The opening of a new front in August 2019 around the southern port city of Aden, with the outbreak of fighting between former allies the Government of Yemen and the Southern Transitional Council, is a worrying development in what was already a multifaceted and extremely complex conflict. I support efforts to mediate between the two sides in this new situation.
EU Foreign Ministers discussed the situation in Yemen twice this year, and our support for the UN process has been unequivocal. UNSE Griffiths has thanked the EU for its support in getting the parties to the table and sustaining the political pressure, saying it would not have been possible to reach agreement in Stockholm without the EU.
The EU is the largest donor to the UN Verification and Inspection Mechanism (UNVIM). UNVIM was established in May 2016 to facilitate more efficient verification that imports of commercial goods at Yemen's ports do not contain arms. Following the Stockholm Agreement, UNVIM has also been assigned the role of supporting the Yemen Red Sea Ports Corporation in the management and inspection of ports. The UNVIM operation is making an important contribution to ensuring the continued flow of commercial goods to Yemen.
This conflict has had devastating humanitarian effects, with almost 80% of the population of Yemen in need of humanitarian assistance. The EU is a very significant donor to Yemen, and has contributed over €700 million in development and humanitarian assistance to the country since the crisis began in 2015, of which €440 million was humanitarian aid. In addition to contributing our national share to these EU funds, on a bilateral basis Ireland has provided €21.5 million in humanitarian assistance in Yemen since 2015.
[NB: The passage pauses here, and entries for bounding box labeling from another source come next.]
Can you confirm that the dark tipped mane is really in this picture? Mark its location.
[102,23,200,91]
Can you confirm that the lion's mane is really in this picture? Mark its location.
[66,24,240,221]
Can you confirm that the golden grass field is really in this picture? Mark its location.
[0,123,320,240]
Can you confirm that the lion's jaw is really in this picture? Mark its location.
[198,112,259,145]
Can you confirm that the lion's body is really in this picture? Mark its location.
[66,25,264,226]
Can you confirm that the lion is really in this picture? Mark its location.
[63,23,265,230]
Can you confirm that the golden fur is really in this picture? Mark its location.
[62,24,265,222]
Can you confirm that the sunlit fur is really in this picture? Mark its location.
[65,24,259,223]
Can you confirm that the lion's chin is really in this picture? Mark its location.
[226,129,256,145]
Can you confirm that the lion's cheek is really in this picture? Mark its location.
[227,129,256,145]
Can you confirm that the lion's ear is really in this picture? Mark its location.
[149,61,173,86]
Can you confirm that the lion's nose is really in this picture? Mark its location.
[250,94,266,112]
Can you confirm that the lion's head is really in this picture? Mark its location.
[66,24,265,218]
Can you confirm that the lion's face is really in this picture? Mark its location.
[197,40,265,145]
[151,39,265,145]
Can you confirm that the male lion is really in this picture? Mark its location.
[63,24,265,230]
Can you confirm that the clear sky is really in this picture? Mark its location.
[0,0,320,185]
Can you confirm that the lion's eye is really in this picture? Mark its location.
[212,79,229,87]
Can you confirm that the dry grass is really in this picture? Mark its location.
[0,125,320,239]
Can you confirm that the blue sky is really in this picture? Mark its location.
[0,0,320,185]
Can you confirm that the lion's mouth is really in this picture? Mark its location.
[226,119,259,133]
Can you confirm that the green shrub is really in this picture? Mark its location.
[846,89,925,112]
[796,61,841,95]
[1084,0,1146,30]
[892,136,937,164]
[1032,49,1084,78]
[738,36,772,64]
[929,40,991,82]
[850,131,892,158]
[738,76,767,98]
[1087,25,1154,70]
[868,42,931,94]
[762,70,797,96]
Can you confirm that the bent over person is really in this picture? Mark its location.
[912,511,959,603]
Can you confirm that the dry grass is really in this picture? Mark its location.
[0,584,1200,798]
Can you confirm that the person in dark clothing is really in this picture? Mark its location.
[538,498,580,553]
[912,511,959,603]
Ireland's positions on the need for a political solution, on humanitarian access, and on attacks against civilians and violations of international humanitarian law, have been very clearly conveyed to Saudi Arabia, UAE, and to Iran, which has given support to the Houthi de facto authorities. Ireland, the UN, the EU and the wider international community will continue to work to alleviate the humanitarian crisis and press for a political solution for the people of Yemen.